毎日がクリスマス

カトリック司教 幸田和生のブログです。説教メモなど

復活の聖なる徹夜祭

hongo 2014

主の復活おめでとうございます。
写真は東京・本郷教会の聖堂正面のステンドグラスです。
昨日もまた、この本郷教会で復活徹夜祭のミサを司式しました。
この徹夜祭の中で2人の方が洗礼を受けられました。心からお祝い申し上げます。

●復活徹夜祭(マタイ28・1-10)
                 2014.4.19本郷教会

ホミリア
 キリスト教のもっとも根本的なメッセージは何か。教会の信仰の中心にあることは何か。新約聖書の中でもっとも早い時代、紀元50年代に書かれたコリントへの第一の手紙の中で使徒パウロはこう述べています。
 「最も大切なこととしてわたしがあなたがたに伝えたのは、わたしも受けたものです。

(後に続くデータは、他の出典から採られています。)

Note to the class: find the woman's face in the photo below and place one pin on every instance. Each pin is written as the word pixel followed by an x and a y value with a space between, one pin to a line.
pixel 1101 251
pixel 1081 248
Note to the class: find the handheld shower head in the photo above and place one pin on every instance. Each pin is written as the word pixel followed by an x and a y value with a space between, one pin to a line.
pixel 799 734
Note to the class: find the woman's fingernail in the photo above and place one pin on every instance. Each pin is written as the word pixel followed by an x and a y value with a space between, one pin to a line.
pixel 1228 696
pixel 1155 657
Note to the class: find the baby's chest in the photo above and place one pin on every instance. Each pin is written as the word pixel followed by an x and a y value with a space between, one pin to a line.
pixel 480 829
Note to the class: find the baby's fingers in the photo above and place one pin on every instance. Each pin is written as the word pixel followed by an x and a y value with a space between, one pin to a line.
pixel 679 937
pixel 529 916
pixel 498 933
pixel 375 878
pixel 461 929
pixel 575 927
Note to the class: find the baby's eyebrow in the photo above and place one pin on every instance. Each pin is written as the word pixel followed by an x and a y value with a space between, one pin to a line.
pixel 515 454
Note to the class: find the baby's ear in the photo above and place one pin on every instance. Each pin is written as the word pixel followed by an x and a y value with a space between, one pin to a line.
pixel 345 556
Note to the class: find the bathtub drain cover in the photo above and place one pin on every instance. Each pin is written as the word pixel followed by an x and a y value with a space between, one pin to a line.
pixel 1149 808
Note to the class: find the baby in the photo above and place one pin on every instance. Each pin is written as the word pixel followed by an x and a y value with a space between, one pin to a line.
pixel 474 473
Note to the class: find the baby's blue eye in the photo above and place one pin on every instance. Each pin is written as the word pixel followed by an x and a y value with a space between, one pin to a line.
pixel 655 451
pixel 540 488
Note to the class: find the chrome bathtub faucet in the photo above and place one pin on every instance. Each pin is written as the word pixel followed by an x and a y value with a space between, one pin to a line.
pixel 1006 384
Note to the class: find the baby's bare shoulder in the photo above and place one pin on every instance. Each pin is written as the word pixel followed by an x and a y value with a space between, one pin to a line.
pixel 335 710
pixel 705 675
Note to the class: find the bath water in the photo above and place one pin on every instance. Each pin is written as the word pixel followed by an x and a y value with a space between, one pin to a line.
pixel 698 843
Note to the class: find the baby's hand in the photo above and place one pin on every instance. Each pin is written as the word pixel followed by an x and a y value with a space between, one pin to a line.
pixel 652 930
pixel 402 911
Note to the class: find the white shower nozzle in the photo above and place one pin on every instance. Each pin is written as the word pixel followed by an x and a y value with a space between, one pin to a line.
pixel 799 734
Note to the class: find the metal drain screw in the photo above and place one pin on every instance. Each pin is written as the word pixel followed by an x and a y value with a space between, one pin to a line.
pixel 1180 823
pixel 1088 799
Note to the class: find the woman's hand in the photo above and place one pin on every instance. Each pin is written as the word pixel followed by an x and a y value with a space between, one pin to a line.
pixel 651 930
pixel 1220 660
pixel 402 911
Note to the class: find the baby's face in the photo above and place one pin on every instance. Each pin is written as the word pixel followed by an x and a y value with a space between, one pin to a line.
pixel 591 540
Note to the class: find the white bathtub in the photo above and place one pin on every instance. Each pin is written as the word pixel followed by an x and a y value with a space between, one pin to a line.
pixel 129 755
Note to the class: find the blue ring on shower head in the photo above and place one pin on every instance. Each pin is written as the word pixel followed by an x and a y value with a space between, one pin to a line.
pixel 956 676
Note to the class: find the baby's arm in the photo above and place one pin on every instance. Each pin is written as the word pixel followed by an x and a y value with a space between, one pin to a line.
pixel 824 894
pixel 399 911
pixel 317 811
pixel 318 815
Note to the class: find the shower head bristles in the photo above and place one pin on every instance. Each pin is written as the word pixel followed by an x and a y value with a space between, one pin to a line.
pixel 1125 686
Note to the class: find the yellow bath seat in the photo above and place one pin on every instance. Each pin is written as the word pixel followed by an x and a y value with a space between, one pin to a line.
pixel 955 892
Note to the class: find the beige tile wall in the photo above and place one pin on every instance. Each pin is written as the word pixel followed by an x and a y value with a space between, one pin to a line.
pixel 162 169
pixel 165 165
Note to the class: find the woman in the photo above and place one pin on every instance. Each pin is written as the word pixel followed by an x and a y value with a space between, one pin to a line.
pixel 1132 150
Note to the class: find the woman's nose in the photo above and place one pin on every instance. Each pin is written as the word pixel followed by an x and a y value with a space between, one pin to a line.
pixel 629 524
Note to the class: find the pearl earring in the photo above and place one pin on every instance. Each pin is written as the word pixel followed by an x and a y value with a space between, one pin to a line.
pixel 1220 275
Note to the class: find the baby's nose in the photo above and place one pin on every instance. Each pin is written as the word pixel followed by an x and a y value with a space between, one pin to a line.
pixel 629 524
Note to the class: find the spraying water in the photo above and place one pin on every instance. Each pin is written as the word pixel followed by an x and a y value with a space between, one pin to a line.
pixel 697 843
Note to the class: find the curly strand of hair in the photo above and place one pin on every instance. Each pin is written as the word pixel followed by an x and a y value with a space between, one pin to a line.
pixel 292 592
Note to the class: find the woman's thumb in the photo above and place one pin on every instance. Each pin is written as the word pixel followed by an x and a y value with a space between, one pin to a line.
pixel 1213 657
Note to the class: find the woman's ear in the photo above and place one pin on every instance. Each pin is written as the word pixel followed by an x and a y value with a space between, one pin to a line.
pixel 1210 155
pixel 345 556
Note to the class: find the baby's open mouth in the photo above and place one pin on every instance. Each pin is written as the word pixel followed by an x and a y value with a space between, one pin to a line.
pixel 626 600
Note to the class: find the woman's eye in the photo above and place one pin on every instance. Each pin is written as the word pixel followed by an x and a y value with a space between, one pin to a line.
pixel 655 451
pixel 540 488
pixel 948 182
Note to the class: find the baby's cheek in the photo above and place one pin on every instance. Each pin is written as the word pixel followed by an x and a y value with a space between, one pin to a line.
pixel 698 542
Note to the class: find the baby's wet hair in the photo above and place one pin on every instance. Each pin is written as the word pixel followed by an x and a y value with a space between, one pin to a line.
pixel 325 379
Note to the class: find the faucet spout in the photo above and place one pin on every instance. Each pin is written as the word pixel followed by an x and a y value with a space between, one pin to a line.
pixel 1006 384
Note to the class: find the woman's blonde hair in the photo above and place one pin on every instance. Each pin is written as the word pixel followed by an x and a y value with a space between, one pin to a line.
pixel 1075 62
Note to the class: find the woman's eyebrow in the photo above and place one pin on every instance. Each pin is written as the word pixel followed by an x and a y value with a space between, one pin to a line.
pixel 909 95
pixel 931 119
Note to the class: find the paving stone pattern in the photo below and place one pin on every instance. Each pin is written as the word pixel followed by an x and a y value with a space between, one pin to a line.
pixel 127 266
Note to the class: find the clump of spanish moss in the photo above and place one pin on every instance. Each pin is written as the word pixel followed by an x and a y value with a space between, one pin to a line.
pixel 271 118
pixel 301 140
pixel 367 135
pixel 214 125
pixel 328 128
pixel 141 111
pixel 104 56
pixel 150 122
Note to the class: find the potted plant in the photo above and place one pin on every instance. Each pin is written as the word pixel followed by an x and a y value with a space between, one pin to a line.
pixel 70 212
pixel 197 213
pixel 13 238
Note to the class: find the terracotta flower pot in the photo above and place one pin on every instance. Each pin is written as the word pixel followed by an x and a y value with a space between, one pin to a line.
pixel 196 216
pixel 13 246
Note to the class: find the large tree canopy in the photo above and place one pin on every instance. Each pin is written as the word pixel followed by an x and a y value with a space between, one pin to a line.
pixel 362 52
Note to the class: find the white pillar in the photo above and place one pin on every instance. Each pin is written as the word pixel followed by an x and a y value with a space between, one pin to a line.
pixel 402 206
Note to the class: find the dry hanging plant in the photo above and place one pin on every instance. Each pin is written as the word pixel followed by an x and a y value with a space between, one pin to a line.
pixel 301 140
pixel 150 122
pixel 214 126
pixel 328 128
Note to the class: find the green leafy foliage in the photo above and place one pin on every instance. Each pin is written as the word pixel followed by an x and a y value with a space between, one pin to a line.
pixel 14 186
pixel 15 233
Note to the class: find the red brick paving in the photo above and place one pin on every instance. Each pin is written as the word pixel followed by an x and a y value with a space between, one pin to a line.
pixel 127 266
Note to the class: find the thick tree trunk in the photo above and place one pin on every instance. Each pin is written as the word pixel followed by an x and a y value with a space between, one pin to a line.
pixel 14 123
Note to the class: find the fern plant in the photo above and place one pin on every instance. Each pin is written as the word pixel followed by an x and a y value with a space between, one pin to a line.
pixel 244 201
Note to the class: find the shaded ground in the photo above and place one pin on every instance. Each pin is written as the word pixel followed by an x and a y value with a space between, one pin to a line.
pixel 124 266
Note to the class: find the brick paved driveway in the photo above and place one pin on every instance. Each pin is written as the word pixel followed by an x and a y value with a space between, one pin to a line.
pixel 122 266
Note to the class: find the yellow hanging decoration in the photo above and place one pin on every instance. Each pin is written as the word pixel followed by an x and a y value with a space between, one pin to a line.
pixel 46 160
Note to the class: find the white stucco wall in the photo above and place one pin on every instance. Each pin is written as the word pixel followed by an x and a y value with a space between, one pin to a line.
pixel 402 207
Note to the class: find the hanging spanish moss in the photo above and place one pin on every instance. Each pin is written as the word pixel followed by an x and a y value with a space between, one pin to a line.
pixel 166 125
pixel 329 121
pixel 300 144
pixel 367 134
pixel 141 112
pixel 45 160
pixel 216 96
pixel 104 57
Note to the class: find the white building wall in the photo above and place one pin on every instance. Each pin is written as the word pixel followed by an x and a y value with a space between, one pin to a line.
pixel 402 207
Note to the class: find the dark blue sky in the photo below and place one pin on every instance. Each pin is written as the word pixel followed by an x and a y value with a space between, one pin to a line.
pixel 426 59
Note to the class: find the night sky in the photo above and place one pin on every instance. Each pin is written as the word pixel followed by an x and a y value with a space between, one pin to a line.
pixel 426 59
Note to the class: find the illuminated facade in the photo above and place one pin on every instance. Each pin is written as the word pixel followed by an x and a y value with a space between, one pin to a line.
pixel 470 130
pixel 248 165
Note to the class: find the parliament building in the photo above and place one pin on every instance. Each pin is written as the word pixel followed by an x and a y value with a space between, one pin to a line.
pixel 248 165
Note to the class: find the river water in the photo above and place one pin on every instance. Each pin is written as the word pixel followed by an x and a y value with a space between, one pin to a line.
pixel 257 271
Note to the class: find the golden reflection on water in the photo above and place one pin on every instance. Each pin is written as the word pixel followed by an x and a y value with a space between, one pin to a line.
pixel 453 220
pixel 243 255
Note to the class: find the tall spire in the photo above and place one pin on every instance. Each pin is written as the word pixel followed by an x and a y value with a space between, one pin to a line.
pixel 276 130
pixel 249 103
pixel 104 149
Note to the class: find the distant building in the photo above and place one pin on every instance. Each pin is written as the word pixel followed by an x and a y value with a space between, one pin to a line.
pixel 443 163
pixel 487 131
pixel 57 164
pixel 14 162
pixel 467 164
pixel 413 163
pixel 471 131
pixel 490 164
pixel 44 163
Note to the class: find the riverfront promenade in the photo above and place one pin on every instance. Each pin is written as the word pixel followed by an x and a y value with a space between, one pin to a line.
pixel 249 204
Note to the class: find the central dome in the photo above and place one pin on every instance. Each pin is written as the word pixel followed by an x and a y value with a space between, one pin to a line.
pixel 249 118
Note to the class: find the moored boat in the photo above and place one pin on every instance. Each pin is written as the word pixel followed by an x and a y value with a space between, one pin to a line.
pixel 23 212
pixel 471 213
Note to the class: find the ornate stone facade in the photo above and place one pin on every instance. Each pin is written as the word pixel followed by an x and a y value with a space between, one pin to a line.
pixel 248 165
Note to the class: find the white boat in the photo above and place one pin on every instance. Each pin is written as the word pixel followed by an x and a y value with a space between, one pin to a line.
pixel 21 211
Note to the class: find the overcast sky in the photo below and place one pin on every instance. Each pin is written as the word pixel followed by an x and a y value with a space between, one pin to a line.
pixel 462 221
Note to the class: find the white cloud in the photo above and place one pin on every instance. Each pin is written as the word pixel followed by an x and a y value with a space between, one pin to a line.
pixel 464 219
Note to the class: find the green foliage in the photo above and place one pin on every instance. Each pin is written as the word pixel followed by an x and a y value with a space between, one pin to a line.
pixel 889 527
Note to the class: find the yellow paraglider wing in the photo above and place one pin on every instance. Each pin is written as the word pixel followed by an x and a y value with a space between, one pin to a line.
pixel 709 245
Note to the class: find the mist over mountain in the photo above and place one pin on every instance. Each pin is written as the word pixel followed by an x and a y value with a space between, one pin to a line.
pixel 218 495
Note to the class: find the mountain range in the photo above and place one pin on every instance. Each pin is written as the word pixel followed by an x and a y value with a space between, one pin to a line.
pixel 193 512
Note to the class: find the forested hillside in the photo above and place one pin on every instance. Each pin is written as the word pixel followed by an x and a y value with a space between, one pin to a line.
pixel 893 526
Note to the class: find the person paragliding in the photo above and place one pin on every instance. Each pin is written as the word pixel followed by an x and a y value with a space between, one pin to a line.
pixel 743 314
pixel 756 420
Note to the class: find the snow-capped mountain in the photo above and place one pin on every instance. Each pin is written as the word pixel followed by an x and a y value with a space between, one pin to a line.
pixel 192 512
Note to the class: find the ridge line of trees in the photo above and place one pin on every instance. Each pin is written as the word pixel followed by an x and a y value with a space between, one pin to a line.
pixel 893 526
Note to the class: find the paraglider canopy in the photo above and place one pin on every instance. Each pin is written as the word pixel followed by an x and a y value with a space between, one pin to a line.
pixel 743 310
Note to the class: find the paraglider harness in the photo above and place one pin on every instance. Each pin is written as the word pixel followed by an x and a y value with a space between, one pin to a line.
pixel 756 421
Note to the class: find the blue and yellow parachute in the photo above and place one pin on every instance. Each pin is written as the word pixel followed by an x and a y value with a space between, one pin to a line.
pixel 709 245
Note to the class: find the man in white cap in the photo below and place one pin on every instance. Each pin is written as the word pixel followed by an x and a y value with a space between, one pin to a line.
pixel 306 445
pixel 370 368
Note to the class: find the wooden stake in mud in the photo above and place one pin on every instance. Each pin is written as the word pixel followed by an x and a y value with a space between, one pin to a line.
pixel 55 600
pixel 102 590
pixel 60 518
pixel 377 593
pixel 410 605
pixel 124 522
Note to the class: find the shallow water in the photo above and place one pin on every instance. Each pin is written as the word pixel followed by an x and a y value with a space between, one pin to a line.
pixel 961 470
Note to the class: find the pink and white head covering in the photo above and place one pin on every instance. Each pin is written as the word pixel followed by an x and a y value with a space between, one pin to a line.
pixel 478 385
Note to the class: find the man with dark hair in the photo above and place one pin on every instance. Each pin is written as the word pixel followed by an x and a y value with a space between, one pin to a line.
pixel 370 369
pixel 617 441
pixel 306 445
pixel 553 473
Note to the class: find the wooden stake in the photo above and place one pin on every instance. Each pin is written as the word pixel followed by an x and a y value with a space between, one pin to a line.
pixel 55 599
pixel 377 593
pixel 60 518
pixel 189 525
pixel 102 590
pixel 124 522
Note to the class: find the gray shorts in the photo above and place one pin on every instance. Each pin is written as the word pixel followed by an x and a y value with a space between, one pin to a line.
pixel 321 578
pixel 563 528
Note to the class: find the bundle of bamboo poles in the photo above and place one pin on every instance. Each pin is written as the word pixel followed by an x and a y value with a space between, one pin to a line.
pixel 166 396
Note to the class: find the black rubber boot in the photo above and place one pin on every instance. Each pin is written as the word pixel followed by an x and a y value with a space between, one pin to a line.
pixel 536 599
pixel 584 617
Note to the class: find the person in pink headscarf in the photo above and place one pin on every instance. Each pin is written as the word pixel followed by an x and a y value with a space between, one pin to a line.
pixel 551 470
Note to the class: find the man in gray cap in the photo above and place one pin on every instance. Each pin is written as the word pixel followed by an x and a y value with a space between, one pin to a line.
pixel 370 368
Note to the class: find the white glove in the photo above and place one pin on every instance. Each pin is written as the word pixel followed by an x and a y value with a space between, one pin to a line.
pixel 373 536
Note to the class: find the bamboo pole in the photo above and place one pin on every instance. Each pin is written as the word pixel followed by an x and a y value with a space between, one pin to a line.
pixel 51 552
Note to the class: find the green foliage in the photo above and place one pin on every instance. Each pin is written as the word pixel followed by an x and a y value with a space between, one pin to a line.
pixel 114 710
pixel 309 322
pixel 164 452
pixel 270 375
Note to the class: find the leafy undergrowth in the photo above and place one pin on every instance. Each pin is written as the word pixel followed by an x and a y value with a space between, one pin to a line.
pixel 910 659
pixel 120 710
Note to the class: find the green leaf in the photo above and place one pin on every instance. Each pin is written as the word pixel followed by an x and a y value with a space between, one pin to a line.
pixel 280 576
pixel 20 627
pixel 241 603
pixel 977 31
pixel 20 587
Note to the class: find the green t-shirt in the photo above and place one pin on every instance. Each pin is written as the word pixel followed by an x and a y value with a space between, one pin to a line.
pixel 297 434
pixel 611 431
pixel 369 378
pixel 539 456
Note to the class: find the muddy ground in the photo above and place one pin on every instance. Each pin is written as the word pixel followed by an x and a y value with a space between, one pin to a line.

すなわち、キリストが、聖書に書いてあるとおりわたしたちの罪のために死んだこと、葬られたこと、また、聖書に書いてあるとおり三日目に復活したこと、ケファに現れ、その後十二人に現れたことです。」(一コリント15・3-5)
 このメッセージは今もわたしたちの信仰の基本にあります。ミサの信仰宣言でも同じ内容を唱えています。ただ、これだけで現代の人々に通じるかというとそうでもないと言わざるをえないでしょう。昨年、信仰年の終わりにあたって、フランシスコ教皇が発表した使徒的勧告『福音の喜び』の中で、この基本的なメッセージはこう表現されています。
 「イエス・キリストはあなたを愛し、あなたの救いのためにいのちをささげられました。キリストは今も生きておられ、日々あなたのそばであなたを照らし、力づけ、解放してくださいます」
 内容は同じですが、心に響く表現だと思います。イエスの死と復活をただ過去に起こった出来事としてではなく、それがわたしたちとどう関係しているかを表現しているからでしょう。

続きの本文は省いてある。